This post is the second part of filtering a pandas DataFrame. The first part is in the post called Filtering a pandas DataFrame. In this second part I look at multiple conditions.
Let’s use a simple example by creating a pandas DataFrame manually.
import pandas as pd
data1 = {'firstname': ['Bob', 'Sally', 'Suzie', 'Rohan'],
'amount': [12, 67, 33, 41]}
df1 = pd.DataFrame(data1)
df1
df2 = df.loc[df["amount"] >= 35] df2
The above query returns the Sally and Rohan rows.
# Filter the DataFrame to only include rows where the firstname contains the substring "S"
df2 = df.loc[df["firstname"].str.contains("S")]
df2
The above query returns Sally and Suzie. The contains function is case sensitive. If I had uses ‘s’ instead, it would not have returned any rows.
Using query method
# Filter the DataFrame to only include rows where the firstname contains the substring "a"
# not case sensitive, so I can use s
df3 = df.query("firstname.str.contains('a', case=False)")
df3
The above query returns the Sally and Rohan rows.
# firstname has an a or a z character
df4 = df.query("firstname.str.contains('a', case=False) or firstname.str.contains('z')")
df4
The above returns the Sally, Suzie and Rohan rows, which is what we expected.

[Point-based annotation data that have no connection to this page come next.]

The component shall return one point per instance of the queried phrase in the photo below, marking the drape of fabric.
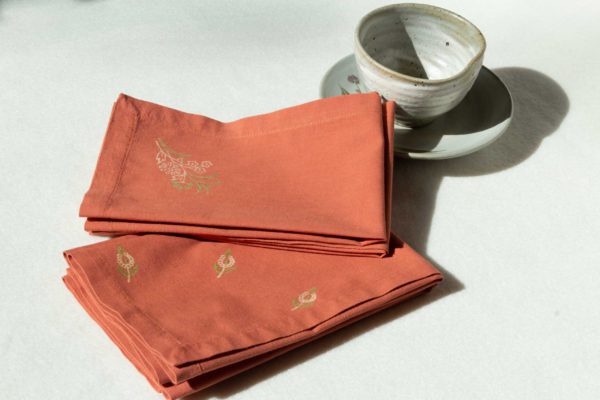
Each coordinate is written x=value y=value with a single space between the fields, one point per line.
x=237 y=242
x=314 y=177
x=189 y=313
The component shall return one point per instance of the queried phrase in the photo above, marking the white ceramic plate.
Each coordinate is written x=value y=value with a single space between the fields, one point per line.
x=482 y=117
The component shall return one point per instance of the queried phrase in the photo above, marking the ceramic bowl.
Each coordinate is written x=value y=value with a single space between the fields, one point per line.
x=422 y=57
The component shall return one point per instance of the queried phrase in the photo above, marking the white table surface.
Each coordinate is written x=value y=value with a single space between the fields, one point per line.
x=515 y=227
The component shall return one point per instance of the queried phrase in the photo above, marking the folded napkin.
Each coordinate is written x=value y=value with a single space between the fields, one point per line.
x=314 y=177
x=189 y=313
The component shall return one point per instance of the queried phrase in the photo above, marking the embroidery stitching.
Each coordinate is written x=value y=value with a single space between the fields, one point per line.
x=184 y=173
x=126 y=264
x=305 y=299
x=225 y=264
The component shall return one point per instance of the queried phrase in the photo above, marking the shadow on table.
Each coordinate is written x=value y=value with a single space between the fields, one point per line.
x=540 y=105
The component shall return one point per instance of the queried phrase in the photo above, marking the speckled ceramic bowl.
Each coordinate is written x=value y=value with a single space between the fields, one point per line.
x=422 y=57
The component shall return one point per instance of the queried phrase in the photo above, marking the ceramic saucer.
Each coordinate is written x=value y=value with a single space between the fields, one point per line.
x=482 y=117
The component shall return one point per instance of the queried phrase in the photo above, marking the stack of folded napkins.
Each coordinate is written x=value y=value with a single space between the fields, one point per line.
x=237 y=242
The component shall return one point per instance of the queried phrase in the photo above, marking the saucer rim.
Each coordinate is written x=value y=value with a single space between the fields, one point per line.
x=432 y=154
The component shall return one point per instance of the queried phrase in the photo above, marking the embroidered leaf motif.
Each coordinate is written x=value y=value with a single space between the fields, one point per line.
x=126 y=264
x=185 y=174
x=305 y=299
x=225 y=264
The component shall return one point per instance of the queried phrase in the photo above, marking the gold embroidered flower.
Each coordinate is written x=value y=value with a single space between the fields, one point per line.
x=305 y=299
x=225 y=263
x=126 y=264
x=184 y=173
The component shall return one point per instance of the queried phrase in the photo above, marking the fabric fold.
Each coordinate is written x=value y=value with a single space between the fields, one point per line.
x=314 y=177
x=189 y=313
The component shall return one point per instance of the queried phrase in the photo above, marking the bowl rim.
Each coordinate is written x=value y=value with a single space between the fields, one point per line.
x=359 y=47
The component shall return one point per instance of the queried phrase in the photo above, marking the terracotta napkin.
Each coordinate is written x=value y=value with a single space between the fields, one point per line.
x=314 y=177
x=190 y=313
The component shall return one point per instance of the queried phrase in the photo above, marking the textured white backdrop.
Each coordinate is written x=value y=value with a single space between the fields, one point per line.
x=516 y=227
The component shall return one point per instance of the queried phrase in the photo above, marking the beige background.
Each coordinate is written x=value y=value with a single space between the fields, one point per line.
x=516 y=226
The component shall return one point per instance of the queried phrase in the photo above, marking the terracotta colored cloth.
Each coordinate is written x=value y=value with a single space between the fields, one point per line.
x=189 y=313
x=315 y=177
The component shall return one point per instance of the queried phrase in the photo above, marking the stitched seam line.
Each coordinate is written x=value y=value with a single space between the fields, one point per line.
x=132 y=133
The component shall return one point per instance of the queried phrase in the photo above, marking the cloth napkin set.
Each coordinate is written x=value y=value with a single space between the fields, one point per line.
x=236 y=242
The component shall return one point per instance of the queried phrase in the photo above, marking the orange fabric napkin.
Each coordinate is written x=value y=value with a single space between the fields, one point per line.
x=315 y=177
x=189 y=313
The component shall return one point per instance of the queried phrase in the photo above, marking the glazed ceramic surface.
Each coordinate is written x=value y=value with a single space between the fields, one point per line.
x=481 y=117
x=422 y=57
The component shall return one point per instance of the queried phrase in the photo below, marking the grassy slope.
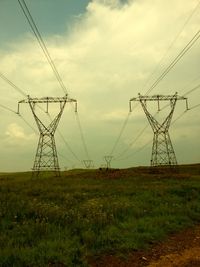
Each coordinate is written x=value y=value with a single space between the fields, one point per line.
x=85 y=213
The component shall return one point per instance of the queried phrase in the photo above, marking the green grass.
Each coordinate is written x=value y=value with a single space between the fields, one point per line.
x=50 y=221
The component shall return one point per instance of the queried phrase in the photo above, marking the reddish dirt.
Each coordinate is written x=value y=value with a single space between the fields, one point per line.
x=179 y=250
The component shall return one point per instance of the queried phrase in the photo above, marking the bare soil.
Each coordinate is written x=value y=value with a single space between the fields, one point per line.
x=179 y=250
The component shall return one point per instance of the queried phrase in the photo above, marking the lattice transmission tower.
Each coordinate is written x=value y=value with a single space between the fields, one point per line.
x=88 y=163
x=162 y=149
x=46 y=158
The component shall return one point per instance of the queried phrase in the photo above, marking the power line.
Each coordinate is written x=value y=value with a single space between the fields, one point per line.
x=65 y=142
x=9 y=109
x=145 y=145
x=13 y=85
x=171 y=45
x=192 y=90
x=37 y=34
x=82 y=136
x=120 y=133
x=175 y=61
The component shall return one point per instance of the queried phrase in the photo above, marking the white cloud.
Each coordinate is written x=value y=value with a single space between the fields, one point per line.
x=105 y=60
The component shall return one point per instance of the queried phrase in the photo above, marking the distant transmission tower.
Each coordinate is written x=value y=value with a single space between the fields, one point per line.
x=162 y=149
x=88 y=163
x=46 y=158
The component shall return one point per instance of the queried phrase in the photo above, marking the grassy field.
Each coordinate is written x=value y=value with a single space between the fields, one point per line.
x=66 y=221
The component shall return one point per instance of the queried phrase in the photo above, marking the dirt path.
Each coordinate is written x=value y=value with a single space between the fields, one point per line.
x=179 y=250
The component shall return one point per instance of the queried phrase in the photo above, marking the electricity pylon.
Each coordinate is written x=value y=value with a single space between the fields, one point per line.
x=88 y=163
x=108 y=161
x=46 y=158
x=162 y=149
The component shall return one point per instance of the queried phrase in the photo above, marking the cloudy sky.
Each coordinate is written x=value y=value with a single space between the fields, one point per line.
x=106 y=52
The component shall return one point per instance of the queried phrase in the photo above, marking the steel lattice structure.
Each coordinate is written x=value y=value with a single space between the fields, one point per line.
x=88 y=163
x=46 y=158
x=162 y=149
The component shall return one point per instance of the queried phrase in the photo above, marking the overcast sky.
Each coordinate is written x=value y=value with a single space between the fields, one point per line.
x=106 y=51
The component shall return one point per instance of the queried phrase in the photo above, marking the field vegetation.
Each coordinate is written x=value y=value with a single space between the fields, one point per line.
x=74 y=219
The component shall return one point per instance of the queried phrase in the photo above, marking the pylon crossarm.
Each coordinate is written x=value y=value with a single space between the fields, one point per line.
x=54 y=124
x=155 y=125
x=162 y=149
x=46 y=157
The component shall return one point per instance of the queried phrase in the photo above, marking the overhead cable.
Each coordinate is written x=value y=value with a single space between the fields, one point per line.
x=172 y=44
x=37 y=34
x=82 y=136
x=9 y=109
x=175 y=61
x=120 y=133
x=13 y=85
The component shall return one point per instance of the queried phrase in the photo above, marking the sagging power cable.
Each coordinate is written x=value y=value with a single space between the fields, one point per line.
x=41 y=42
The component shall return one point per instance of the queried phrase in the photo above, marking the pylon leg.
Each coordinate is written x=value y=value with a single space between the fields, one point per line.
x=162 y=150
x=46 y=158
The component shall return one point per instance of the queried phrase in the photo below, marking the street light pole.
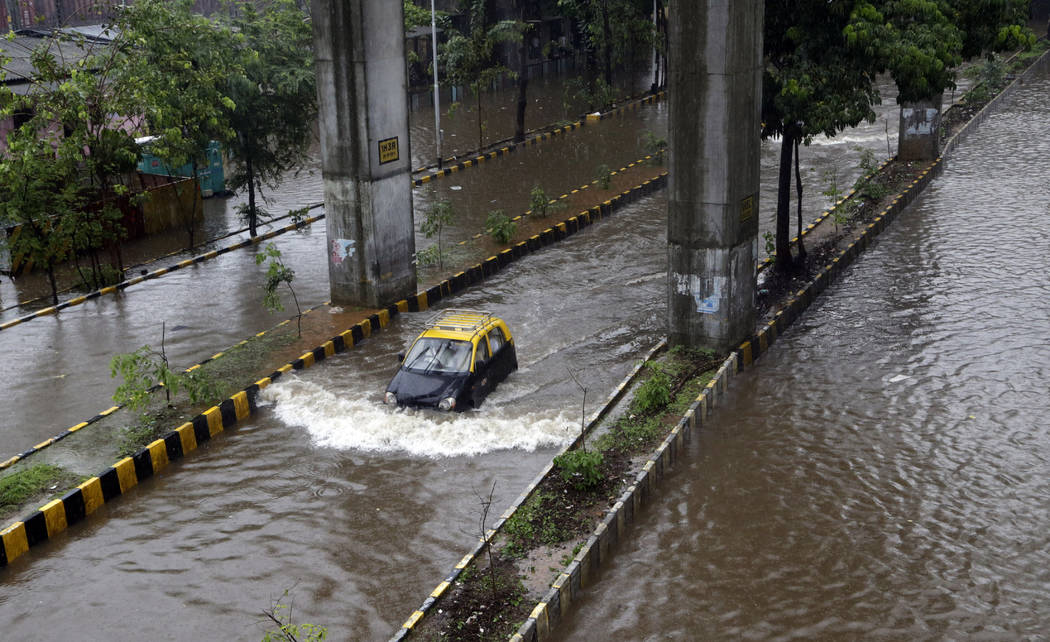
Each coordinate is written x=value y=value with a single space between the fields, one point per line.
x=437 y=98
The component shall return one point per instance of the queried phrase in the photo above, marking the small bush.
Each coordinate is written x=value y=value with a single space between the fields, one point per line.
x=654 y=393
x=652 y=143
x=500 y=227
x=582 y=469
x=18 y=488
x=428 y=256
x=603 y=175
x=541 y=204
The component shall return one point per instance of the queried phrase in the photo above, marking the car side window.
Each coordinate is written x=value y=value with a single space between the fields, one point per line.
x=482 y=354
x=496 y=339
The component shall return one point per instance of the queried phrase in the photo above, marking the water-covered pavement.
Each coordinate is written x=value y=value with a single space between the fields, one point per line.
x=884 y=471
x=63 y=361
x=353 y=506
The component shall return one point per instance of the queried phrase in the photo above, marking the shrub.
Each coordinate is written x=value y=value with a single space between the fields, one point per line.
x=500 y=227
x=541 y=204
x=654 y=393
x=603 y=175
x=582 y=469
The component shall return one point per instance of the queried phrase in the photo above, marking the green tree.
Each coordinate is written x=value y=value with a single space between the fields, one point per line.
x=815 y=82
x=274 y=91
x=145 y=368
x=469 y=60
x=613 y=30
x=79 y=99
x=38 y=200
x=276 y=274
x=437 y=218
x=181 y=64
x=991 y=25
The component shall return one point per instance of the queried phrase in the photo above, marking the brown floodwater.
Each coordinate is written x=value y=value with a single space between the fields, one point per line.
x=884 y=471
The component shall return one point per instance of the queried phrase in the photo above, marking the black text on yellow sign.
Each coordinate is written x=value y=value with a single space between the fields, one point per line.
x=748 y=208
x=389 y=150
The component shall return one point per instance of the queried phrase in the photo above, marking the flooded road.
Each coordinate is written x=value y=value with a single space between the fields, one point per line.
x=884 y=471
x=63 y=373
x=355 y=508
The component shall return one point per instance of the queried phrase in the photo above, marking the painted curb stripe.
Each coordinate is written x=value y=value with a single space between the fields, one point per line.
x=539 y=625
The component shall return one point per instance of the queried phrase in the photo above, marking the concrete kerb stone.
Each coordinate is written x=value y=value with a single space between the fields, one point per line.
x=1038 y=66
x=454 y=284
x=507 y=147
x=98 y=417
x=592 y=421
x=666 y=454
x=17 y=538
x=158 y=273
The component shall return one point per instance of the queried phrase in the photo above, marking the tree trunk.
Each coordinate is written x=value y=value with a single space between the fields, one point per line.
x=481 y=131
x=783 y=204
x=798 y=189
x=607 y=49
x=191 y=222
x=55 y=287
x=522 y=88
x=252 y=216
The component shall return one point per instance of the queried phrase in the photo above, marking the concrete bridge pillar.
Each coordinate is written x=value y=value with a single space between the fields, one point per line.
x=361 y=80
x=715 y=80
x=920 y=132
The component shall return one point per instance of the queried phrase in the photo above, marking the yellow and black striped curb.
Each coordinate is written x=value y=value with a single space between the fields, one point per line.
x=160 y=272
x=82 y=425
x=586 y=186
x=768 y=262
x=583 y=571
x=652 y=98
x=56 y=516
x=457 y=164
x=22 y=304
x=460 y=165
x=1038 y=66
x=482 y=544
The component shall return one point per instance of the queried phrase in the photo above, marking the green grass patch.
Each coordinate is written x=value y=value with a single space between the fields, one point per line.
x=228 y=372
x=37 y=481
x=533 y=523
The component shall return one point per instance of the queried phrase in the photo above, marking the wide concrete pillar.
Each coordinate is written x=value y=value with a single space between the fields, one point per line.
x=715 y=76
x=920 y=132
x=361 y=88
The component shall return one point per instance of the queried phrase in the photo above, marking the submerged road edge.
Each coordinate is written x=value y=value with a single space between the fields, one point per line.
x=565 y=591
x=57 y=516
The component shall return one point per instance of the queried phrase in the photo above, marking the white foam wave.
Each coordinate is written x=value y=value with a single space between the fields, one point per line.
x=353 y=421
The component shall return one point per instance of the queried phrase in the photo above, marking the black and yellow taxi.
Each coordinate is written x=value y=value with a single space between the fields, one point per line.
x=455 y=363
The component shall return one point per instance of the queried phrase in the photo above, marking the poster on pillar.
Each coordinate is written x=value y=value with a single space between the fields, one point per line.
x=707 y=291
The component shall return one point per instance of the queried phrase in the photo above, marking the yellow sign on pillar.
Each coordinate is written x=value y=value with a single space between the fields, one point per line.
x=389 y=150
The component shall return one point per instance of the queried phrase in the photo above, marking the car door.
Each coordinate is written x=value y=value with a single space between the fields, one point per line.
x=482 y=371
x=501 y=354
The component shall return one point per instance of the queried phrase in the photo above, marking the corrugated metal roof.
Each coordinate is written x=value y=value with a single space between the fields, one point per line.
x=19 y=50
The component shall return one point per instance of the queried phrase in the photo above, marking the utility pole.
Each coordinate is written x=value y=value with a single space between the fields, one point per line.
x=715 y=80
x=437 y=98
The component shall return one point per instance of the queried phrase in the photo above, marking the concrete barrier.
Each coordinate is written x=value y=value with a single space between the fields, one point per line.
x=578 y=575
x=457 y=165
x=159 y=272
x=55 y=517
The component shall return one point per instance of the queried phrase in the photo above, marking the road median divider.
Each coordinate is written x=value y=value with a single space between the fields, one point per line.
x=565 y=592
x=57 y=516
x=507 y=147
x=160 y=272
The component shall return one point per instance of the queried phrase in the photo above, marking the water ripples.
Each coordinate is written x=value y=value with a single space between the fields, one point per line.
x=900 y=489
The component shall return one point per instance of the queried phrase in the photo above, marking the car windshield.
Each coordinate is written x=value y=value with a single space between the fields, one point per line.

# the firstname has an 'a' or the amount is 12.
df5 = df.query("firstname.str.contains('a', case=False) or amount == 12")
df5
The above query returns the Bob, Sally and Rohan rows, which is what we expected. You’ll notice that the quotes need to be different.
# the firstname has an 'a' AND the amount is 12.
df6 = df.query("firstname.str.contains('a', case=False) and amount == 67")
df6
The above query returns the Sally row.